Ayrıca bazı bakanların ve üst düzey yetkililerin istifalarının ardında, performans eksiklikleri ve liderlik anlaşmazlıklarının bulunduğunu söylemekte fayda var. Örneğin, son zamanlarda Polonya’yı rahatsız eden açıklamalarıyla iki ülke arasında krize sebep olan Dışişleri Bakanı Dmitro Kuleba’nın yerine Cumhurbaşkanı Ofisi Başkan Yardımdıcısı Andrii Sybiha’nın atanması, Ukrayna’nın diplomatik çabalarını yeniden şekillendirme arayışı olarak görülebilir.
Ancak, Ukrayna’nın dış politikasının büyük bir kısmı zaten Zelenskiy ve Cumhurbaşkanlığı Ofisi Başkanı Andriy Yermak tarafından yürütülüyor. Ukrayna muhalefeti bu değişiklikleri, Zelenskiy ve Yermak’ın daha fazla güç kazanması ve kurumların yerine kişilerin öne çıkarılarak kurumsallığın zayıflatılması olarak değerlendiriyor. Bir çeşit güç konsolidasyonu olarak değerlendirilebilecek bu adımlar, yönetimdeki değişikliklerin stratejik mi yoksa siyasi mi olduğunu sorgulatan bir başka tartışma alanı oluşturuyor.
Zelenskiy’nin kabine değişiklikleri, askeri karar alma süreçlerinde daha merkezi bir kontrol sağlama amacı taşıyor olabilir. Özellikle cephedeki operasyonel kararların hızlandırılması ve daha koordine bir savunma stratejisi geliştirilmesi açısından, bu değişikliklerin Ukrayna’nın askeri liderlik yapısını nasıl etkileyeceği kritik önem taşıyor.

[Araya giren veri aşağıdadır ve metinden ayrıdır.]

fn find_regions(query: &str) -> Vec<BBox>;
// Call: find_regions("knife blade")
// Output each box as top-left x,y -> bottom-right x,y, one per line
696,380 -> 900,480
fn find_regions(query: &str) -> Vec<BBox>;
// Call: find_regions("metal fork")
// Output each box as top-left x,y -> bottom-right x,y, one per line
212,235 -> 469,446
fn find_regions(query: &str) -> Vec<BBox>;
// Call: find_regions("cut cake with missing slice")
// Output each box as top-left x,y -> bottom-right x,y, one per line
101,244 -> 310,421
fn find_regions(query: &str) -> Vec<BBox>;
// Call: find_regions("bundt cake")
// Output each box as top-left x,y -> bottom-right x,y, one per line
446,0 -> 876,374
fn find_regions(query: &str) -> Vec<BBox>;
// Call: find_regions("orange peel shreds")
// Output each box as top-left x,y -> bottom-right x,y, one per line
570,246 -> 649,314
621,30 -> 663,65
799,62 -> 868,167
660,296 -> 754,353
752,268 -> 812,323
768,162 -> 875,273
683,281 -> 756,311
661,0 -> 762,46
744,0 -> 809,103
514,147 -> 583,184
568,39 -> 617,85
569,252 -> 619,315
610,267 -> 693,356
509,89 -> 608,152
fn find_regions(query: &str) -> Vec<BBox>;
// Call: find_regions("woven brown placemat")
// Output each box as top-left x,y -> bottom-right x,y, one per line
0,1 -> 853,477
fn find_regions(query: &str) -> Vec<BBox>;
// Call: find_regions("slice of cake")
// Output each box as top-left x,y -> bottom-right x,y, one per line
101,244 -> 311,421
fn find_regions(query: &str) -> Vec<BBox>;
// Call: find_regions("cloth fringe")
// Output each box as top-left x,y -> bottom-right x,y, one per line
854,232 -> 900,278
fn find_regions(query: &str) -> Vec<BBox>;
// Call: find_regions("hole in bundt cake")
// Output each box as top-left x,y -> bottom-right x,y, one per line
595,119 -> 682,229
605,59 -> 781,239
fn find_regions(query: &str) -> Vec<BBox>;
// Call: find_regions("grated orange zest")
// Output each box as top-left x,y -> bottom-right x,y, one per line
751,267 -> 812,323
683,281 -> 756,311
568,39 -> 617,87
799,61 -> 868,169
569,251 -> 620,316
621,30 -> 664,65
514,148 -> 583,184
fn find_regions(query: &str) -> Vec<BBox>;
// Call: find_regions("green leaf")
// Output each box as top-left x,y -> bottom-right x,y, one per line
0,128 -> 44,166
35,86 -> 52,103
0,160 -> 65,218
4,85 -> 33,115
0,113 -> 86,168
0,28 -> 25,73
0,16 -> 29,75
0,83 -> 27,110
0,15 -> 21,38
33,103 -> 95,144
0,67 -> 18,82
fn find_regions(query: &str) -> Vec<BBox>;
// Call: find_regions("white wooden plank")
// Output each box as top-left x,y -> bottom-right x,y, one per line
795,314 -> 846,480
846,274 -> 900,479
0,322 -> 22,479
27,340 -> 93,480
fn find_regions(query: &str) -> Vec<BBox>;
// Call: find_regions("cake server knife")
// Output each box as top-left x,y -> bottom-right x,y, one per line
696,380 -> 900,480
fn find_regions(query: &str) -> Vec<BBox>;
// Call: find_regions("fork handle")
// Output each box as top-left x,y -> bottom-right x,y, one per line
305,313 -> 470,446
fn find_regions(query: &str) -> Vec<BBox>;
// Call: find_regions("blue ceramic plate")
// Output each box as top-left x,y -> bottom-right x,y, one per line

Ukrayna’daki bazı kesimler, bu değişiklikleri hükümetin yenilenmesi ve savaşın yönetiminde daha dinamik bir yaklaşım olarak görüp desteklerken, bazıları ise kriz anında yapılan köklü değişikliklerin riskli olduğunu düşünüyor. NATO ve Batılı müttefikler, Ukrayna’daki kabine değişikliklerini, savaşın kritik bir aşamasında Zelenskiy’nin daha etkin ve koordineli bir liderlik oluşturma çabası olarak değerlendirebilirler. Ancak bu değişiklikler, aynı zamanda Ukrayna’daki kurumsal zayıflıkları ve içsel bölünmeleri de gözler önüne seriyor. Bazı muhalefet milletvekilleri, savaşın ortasında hükümette yapılan bu tür değişikliklerin Ukrayna’nın istikrarına zarar verebileceği endişesini dile getiriyor.
Sahada son durum ne?
Savaşın uzaması ve özellikle Rusların Donetsk yönünde hızlı ilerlemeleri, Ukrayna’nın stratejik hamlelerini yeniden gözden geçirmesine neden oluyor. Ukrayna’nın Kursk saldırısına rağmen Rusların ilerleyişinin hızlanması, Ukraynalılar üzerinde askeri ve psikolojik baskıya sebep olurken, Ukrayna ordusunun savunma hatlarını koruma ve karşı saldırı düzenleme kapasitesini de zorluyor. Bu noktada, Ukrayna’nın stratejik olarak farklı cephelerde etkin olabilmesi, Rusya’nın ilerlemesine karşı etkili bir savunma stratejisi geliştirmesi gerektiğini gösteriyor.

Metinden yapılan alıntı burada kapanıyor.